To begin with, I believe that we must demand that the Temple Mount be closed off completely, until the Redeemer comes, speedily in our day. It could be a matter of days - it could even happen today. Until that time, though, we must demand that the Temple Mount be made off-limits. It is a sacred place. One must be pure before entering it. Yet, it is not enough to be outwardly pure. One must be inwardly, spiritually pure.
At present we are not yet fit for such. We will not be fit until the Redeemer comes, or until the public as a whole elevates itself to a proper spiritual level and there come a decision on the part of the leading Torah scholars to rebuild the Holy Temple. At any rate, until the Jewish people attain such a spiritual level, until it become possible to rebuild the Holy Temple, I believe we must demand the closure of the Temple Mount completely. This is the first step: to do away with the disgrace of the Temple Mount being used as a place for non-Jewish worship. By closing off the Temple Mount, we will have at least cast off the humiliation. We will have erased, to some degree, the disgrace of the Temple's destruction, and of our only-partial sovereignty on the Mount. This is what we must demand of the government.
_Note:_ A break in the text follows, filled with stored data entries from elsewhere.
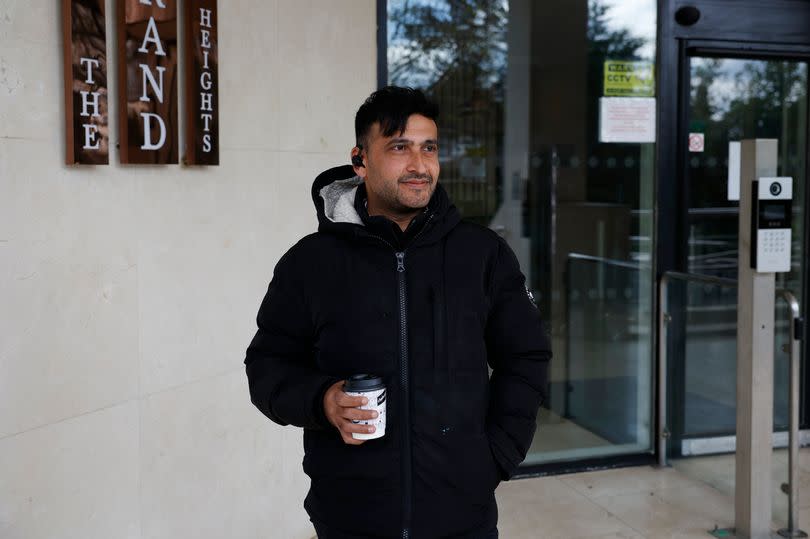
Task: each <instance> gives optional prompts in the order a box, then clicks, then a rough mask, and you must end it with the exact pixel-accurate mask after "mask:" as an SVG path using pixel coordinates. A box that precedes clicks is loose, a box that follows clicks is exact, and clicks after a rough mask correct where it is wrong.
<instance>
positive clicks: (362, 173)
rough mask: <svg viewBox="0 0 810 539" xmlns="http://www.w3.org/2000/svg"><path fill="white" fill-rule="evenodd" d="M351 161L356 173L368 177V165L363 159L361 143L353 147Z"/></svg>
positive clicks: (362, 177)
mask: <svg viewBox="0 0 810 539" xmlns="http://www.w3.org/2000/svg"><path fill="white" fill-rule="evenodd" d="M351 161H352V167H353V168H354V173H355V174H357V175H358V176H360V177H361V178H363V179H365V178H366V165H365V162H364V161H363V147H362V146H361V145H359V144H358V145H357V146H355V147H354V148H352V154H351Z"/></svg>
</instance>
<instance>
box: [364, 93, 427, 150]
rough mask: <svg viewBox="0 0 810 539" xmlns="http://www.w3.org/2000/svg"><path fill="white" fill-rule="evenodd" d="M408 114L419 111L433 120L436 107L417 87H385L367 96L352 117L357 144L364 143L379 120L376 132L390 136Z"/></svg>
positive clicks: (425, 117) (401, 124)
mask: <svg viewBox="0 0 810 539" xmlns="http://www.w3.org/2000/svg"><path fill="white" fill-rule="evenodd" d="M412 114H421V115H422V116H424V117H425V118H429V119H431V120H433V121H434V122H435V121H436V118H437V117H438V116H439V107H438V106H437V105H436V104H435V103H433V102H432V101H430V100H428V98H427V97H426V96H425V94H424V93H423V92H422V91H421V90H415V89H413V88H403V87H401V86H386V87H384V88H380V89H379V90H377V91H376V92H374V93H372V94H371V95H370V96H368V99H366V101H365V102H364V103H363V104H362V105H360V108H359V109H357V115H355V117H354V135H355V138H356V139H357V144H358V145H365V143H366V137H368V132H369V129H371V126H372V125H374V124H375V123H377V122H379V123H380V132H381V133H382V134H383V136H386V137H390V136H392V135H393V134H394V133H402V132H403V131H405V126H406V125H407V124H408V118H410V117H411V115H412Z"/></svg>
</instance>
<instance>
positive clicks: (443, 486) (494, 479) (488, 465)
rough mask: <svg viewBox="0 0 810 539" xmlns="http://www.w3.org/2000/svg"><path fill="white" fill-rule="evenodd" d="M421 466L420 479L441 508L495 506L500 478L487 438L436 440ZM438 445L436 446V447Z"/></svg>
mask: <svg viewBox="0 0 810 539" xmlns="http://www.w3.org/2000/svg"><path fill="white" fill-rule="evenodd" d="M433 442H434V443H433V444H430V445H431V446H432V447H426V448H425V449H426V452H425V460H424V461H423V462H420V463H419V465H418V472H419V475H420V476H421V478H422V479H423V480H424V481H425V482H426V483H427V484H428V492H432V493H434V495H435V496H437V497H438V498H439V499H440V500H441V502H438V500H437V503H441V504H450V505H453V506H456V507H457V508H458V509H461V508H463V507H465V506H466V507H470V506H479V507H485V506H487V505H488V504H489V503H490V502H492V499H493V495H494V492H495V488H496V487H497V486H498V483H499V482H500V479H501V475H500V471H499V469H498V465H497V464H496V463H495V458H494V456H493V454H492V450H491V449H490V445H489V438H488V437H487V435H486V434H484V433H480V434H463V433H454V434H447V435H444V436H440V437H438V438H436V439H434V440H433ZM434 444H435V445H434Z"/></svg>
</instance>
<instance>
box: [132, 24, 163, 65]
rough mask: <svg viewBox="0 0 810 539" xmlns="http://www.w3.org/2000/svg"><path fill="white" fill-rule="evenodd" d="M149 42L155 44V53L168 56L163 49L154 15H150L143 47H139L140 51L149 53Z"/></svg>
mask: <svg viewBox="0 0 810 539" xmlns="http://www.w3.org/2000/svg"><path fill="white" fill-rule="evenodd" d="M147 43H154V44H155V49H156V50H155V54H157V55H158V56H166V53H165V52H164V51H163V45H161V44H160V35H159V34H158V32H157V25H156V24H155V18H154V17H149V23H148V24H147V25H146V34H144V36H143V43H142V44H141V48H140V49H138V52H143V53H147V54H148V53H149V50H148V49H147V48H146V44H147Z"/></svg>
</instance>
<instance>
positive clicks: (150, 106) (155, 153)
mask: <svg viewBox="0 0 810 539" xmlns="http://www.w3.org/2000/svg"><path fill="white" fill-rule="evenodd" d="M117 16H118V88H119V90H118V91H119V98H118V102H119V119H118V124H119V125H120V138H121V162H122V163H153V164H168V163H177V154H178V151H177V145H178V142H177V0H118V12H117Z"/></svg>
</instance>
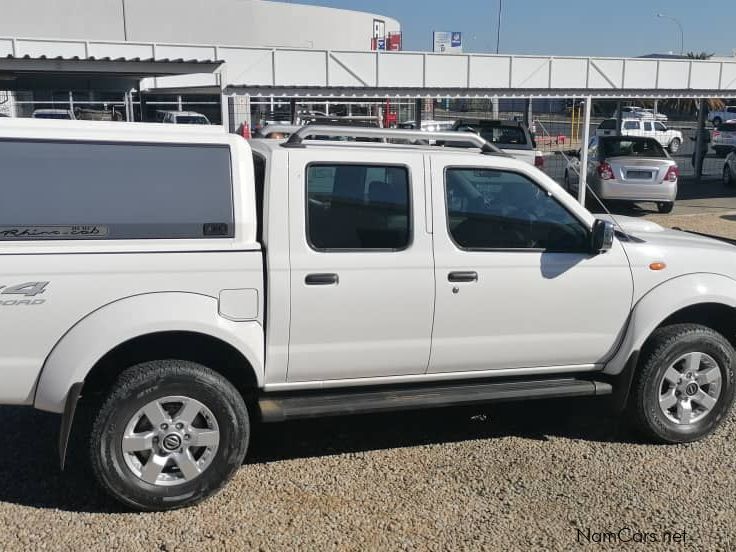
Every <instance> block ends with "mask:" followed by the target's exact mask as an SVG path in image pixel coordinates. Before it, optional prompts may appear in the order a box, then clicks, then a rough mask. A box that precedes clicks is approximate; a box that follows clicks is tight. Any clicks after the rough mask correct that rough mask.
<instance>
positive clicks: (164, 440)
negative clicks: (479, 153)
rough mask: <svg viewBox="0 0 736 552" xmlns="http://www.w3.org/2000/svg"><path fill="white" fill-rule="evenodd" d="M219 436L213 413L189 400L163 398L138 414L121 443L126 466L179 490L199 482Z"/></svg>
mask: <svg viewBox="0 0 736 552" xmlns="http://www.w3.org/2000/svg"><path fill="white" fill-rule="evenodd" d="M219 444H220V430H219V427H218V425H217V420H216V419H215V416H214V415H213V414H212V411H211V410H210V409H209V408H207V407H206V406H205V405H204V404H202V403H201V402H199V401H197V400H195V399H192V398H190V397H184V396H170V397H162V398H160V399H156V400H154V401H151V402H149V403H148V404H146V405H145V406H144V407H143V408H141V409H140V410H139V411H138V412H136V413H135V414H134V415H133V417H132V418H131V419H130V421H129V422H128V424H127V425H126V427H125V432H124V433H123V438H122V442H121V446H122V450H123V458H124V459H125V464H126V466H127V467H128V469H130V470H131V471H132V472H133V473H134V474H135V475H136V476H137V477H138V478H140V479H142V480H143V481H145V482H146V483H149V484H151V485H156V486H174V485H181V484H183V483H188V482H190V481H192V480H194V479H196V478H197V477H199V476H200V475H201V474H202V473H203V472H204V471H205V470H206V469H207V468H208V467H209V465H210V464H211V463H212V460H213V459H214V457H215V454H216V453H217V449H218V446H219Z"/></svg>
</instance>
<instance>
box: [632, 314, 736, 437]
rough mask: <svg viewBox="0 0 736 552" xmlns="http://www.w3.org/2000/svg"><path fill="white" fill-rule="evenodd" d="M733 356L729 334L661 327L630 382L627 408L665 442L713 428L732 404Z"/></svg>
mask: <svg viewBox="0 0 736 552" xmlns="http://www.w3.org/2000/svg"><path fill="white" fill-rule="evenodd" d="M735 355H736V353H734V349H733V347H732V346H731V344H730V343H729V342H728V340H727V339H726V338H724V337H723V336H722V335H721V334H719V333H717V332H716V331H714V330H712V329H710V328H707V327H705V326H701V325H698V324H677V325H673V326H669V327H665V328H660V329H659V330H657V331H656V332H655V334H654V335H653V336H652V338H651V341H650V343H649V345H648V346H647V352H646V353H645V354H644V356H643V357H642V359H641V364H640V368H639V370H638V372H637V374H636V376H635V379H634V383H633V386H632V392H631V398H630V402H629V409H630V411H631V414H632V415H633V418H634V421H635V423H636V425H637V427H638V428H639V429H640V430H641V431H642V432H643V433H645V434H646V435H647V436H649V437H650V438H652V439H654V440H656V441H660V442H665V443H687V442H690V441H697V440H698V439H702V438H703V437H705V436H706V435H708V434H710V433H711V432H713V431H714V430H715V429H716V428H717V427H718V426H719V425H720V423H721V421H722V420H723V418H724V417H725V416H726V414H727V413H728V411H729V410H730V408H731V405H732V403H733V399H734V389H735V388H736V377H735V376H734V365H733V363H734V359H735Z"/></svg>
It is not proper to take steps that are subject to discrepancy. It is impossible to advance in such a manner. We must bring the entire public to one opinion. I do not see any possibility of this at present. Only when an agreed-upon goal is presented can large numbers of people be influenced and join in the struggle. When this happens it becomes possible to place much greater pressure on the ruling powers. It is therefore important to demand things concerning which there is a public consensus.
Convincing the government to allow us to enter the Temple Mount in order to pray in its outer areas, though, would be a disgraceful solution to say the least: "They" would be in there, on the site of the Holy of Holies, and we, on the outside. Moreover, as we have noted, only a small sector of the public would be willing to join in the struggle for such a compromise. In an attempt, though, to make the Temple Mount off limits to all, the demand for wholeness and perfection would not be surrendered, for we would not be establishing any sort of positive goal. Our sole desire would be to "turn aside from evil." - to remove abomination from the House of God.
We must increase our prayers, on all sides of the Temple Mount, so as to do away with the impression that only the Western Wall possesses sanctity, that only one side of the Temple Mount is holy while the other sides are not, heaven forbid. We direct ourselves to that which is inside, beyond the walls - the Holy of Holies.
It is therefore important to organize walks along the walls of the city and to urge the public to participate in large numbers. This idea must be strengthened, to the point where once a week students from one or two yeshiva's come and circle the Temple Mount. This practice could take on a lager and more all-inclusive nature on the first of every Hebrew month. It is important to gaze upon the Temple Mount from up close. God told the Spies that not only would they not enter the Land of Israel, but they would not even see it. To Moses God said, "You will see it." Sight possesses great value. One who sees the Temple Mount with his own eyes is greatly moved. Indeed, this sight makes a very strong impression.
Let us do our part, and may that which is written, "While they are still speaking I shall hear; before they call I shall answer," be fulfilled through us.